Billy Wilder’s ‘Stalag 17’: Special Collector’s Edition (1952)

Stalag 17 opens with its narrator, Cookie (Gil Stratton), announcing, “I don’t know about you, but it always makes me sore when I see those war pictures, all about flying leathernecks and submarine patrols and frogmen and guerillas in the Philippines. What gets me is that there never was a movie about POWs — about prisoners of war.”

There’s at least one reason this story hasn’t been told much in movies: prison compounds lack the widescreen splendor of a battlefield. But Stalag 17 originated in a format that made use of such confines, a hit Broadway play. And the film was and is enormously popular, spawning a mini-genre of escape movies. That it was an inspiration for Hogan’s Heroes may be its strangest legacy. After a brief scene showing the thwarted escape and gunning down of two prisoners, the film’s first act is spent with the boys in their barracks. They lust after the Russian women inmates across the way (who look like a collection of Studio City starlets), take turns listening to an illegal radio, play volleyball, have sailboat races, play pranks on Sergeant Schultz (Sig Ruman), and groan about getting up in the morning. It’s like a summer in the Poconos where the campers sometimes get shot.

This is a Billy Wilder movie, so there’s a darker side to these shenanigans, but it’s also a post-war Hollywood blockbuster. The comedy is not nearly so cynical as M*A*S*H or Catch-22, but sentimental, a means to sanitize collective trauma. In the documentary “Stalag 17: From Reality to Screen,” included on the Special Collector’s Edition DVD, actor Richard Erdman says, “In its own weird way, it’s one of the more authentic movies about World War II… All [the audience] knew were the horror stories.” There is some truth to this: a second documentary, “The Real Heroes of Stalag XVIIB,” points out that the actual prisoners formed a lively community that included a theater, mechanics shop, and language courses. But countering uncomfortable accounts of atrocities with schmaltzy comedy hardly balances the scales of truth.

Most of the comedy comes from the id/ego comedy team of Animal (Robert Strauss) and Harry Shapiro (Harvey Lembeck). In “From Reality to Screen,” writer and producer Nicholas Meyer says, “The movie’s almost stolen by Robert Strauss.” The actor’s antics suggest those of an ultra-competitive vaudevillian rather than an ensemble performer. To accept the comedy, and with Wilder’s zippy dialogue, it definitely can be entertaining, it’s best not to view the movie as a “World War II film,” but as a movie that takes place in a fantasy construct that happens to resemble World War II.

The story behind the comedy concerns Sefton (William Holden), a crafty camp capitalist who trades with the Nazis and his bunkmates to accumulate luxuries like wine, cigars, and decent food. When it becomes apparent that somebody in Stalag 17 is ratting out their escape plans to Schultz and Colonel von Scherbach (Otto Preminger playing what would become a Nazi Kommandant archetype), the Stalag crew suspect the selfish loner Sefton and beat him half to death. While recovering, he tries to figure out the identity of the double agent, using this information to secure his escape. Before leaving, he sneers, “Just one more word. If I run into any of you bums on a street corner, just let’s pretend we never met before.”

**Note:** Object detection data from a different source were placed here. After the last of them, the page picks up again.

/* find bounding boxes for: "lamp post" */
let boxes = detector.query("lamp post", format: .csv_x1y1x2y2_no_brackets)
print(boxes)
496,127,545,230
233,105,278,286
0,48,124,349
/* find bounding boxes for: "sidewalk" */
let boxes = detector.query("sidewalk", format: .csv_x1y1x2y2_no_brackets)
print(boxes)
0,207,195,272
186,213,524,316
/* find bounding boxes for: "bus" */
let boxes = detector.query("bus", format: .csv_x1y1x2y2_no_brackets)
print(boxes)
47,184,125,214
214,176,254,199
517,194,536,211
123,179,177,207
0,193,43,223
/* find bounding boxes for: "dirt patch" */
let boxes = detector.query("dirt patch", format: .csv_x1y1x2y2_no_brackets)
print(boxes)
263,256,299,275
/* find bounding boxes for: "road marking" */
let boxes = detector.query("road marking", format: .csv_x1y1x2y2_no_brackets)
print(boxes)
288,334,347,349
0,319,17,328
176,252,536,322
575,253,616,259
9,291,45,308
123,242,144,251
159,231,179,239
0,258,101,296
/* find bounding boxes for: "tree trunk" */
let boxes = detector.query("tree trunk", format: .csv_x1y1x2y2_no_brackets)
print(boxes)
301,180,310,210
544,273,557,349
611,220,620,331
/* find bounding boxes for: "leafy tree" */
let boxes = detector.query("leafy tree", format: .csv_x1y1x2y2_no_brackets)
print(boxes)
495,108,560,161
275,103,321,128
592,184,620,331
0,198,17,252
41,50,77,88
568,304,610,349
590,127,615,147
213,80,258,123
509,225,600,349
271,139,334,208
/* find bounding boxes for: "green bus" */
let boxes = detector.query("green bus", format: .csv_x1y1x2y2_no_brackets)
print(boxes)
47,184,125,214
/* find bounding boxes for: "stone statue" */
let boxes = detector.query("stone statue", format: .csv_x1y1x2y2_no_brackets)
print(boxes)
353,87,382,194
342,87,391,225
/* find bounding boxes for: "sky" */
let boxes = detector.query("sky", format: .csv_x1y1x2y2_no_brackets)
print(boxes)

It’s a pretty damning plot to juxtapose with the boys’ bonding and patriotic strains of “When Johnny Comes Marching Home.” The subtext — in war, you either go with the group or go it alone and either way you’ll act in morally reprehensible ways — is largely kept in the background. According to From Reality to Screen, Holden was worried about his character’s coziness with his captors and was vehement about adding Sefton’s declaration that he hates Nazis. Wilder refused. Elsewhere, against Paramount’s wishes, the director insisted on making the prison camp dirty, emphasizing the muddy grounds. (Although one would hardly call the film “gritty” today: the prisoners’ clothes remain neat and the interiors were clearly shot on a soundstage.)

The typical war movie, no matter how disturbing, seeks to create order out of chaos. Stalag 17 does so via the pleasing machinations of a prison break. Not only do the characters control the chaos, but they also escape from it. Wilder may have had twisted motivations for bringing broad gags to a prison camp, something equivalent to The Apartment‘s bitter frisson. Yet despite its hints at a harsh critique of wartime social Darwinism, Stalag 17 never rises above the war movie conventions.